ITP in children — key points:

  • ITP is the commonest cause of isolated thrombocytopenia in a previously well child, usually following a viral illness 2–4 weeks earlier.
  • The hallmark CBC finding is isolated thrombocytopenia — normal Hb and WBC; any abnormality in other lineages mandates bone marrow examination to exclude leukaemia.
  • Absence of hepatosplenomegaly is critical — organomegaly in a thrombocytopenic child raises the possibility of ALL.
  • Pathophysiology: anti-GPIIb/IIIa IgG antibodies → splenic Fc-receptor-mediated platelet phagocytosis + impaired megakaryopoiesis.
  • Management is severity-stratified: observation (mild, no significant bleeding), IVIG/anti-D/corticosteroids (moderate), IVIG + high-dose steroids ± platelet transfusion for severe/life-threatening.
  • Never start steroids in an atypical case without first performing a bone marrow biopsy — steroids can transiently mask acute leukaemia.
  • Anti-D immunoglobulin: Rh-positive, non-splenectomised patients only.
  • Most childhood ITP resolves spontaneously within 6–12 months.

REFLECT

Reflect on today's learning using the Kolb cycle:

Concrete Experience: Think back to the opening case — a well child with sudden-onset petechiae, a very low platelet count, and a history of a viral illness. How did the normal WBC and Hb guide your thinking?

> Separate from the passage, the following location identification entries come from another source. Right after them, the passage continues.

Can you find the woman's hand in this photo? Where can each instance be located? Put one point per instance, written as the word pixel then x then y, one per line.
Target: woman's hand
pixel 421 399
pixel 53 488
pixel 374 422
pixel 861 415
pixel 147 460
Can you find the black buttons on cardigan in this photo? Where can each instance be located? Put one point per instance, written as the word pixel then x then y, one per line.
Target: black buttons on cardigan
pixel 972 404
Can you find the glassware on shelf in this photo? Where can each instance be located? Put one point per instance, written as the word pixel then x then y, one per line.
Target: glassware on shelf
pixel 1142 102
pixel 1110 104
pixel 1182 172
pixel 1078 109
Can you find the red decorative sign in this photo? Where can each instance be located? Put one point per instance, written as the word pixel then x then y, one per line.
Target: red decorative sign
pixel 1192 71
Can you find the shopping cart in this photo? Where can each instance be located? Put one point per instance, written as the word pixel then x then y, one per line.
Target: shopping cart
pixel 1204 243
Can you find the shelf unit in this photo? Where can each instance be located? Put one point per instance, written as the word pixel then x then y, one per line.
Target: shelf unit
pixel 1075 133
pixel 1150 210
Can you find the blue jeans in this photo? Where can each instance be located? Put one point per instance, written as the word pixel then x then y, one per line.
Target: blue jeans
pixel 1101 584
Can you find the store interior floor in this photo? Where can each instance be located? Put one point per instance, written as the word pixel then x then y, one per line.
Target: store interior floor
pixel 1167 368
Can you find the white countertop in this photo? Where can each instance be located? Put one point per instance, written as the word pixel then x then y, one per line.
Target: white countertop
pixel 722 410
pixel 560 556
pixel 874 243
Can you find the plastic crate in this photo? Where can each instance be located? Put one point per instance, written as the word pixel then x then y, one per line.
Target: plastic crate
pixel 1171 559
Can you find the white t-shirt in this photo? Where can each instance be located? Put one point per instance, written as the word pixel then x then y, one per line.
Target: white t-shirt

Reflective Observation: What would change in your approach if that same child had a palpable liver and spleen, or if the WBC showed a leucocytosis? How does the clinical picture shift the differential and the urgency of investigation?

Abstract Conceptualisation: The principle of 'diagnosis of exclusion' is central to ITP. What is the minimum dataset you need to confidently exclude leukaemia, aplastic anaemia, and TTP at the bedside before committing to an ITP diagnosis?

Active Experimentation: Next time you see a child in the OPD or emergency department with bruising or petechiae, practise performing and documenting a systematic examination — lymph nodes, liver, spleen, pallor — and interpreting a CBC with a differential diagnosis in mind.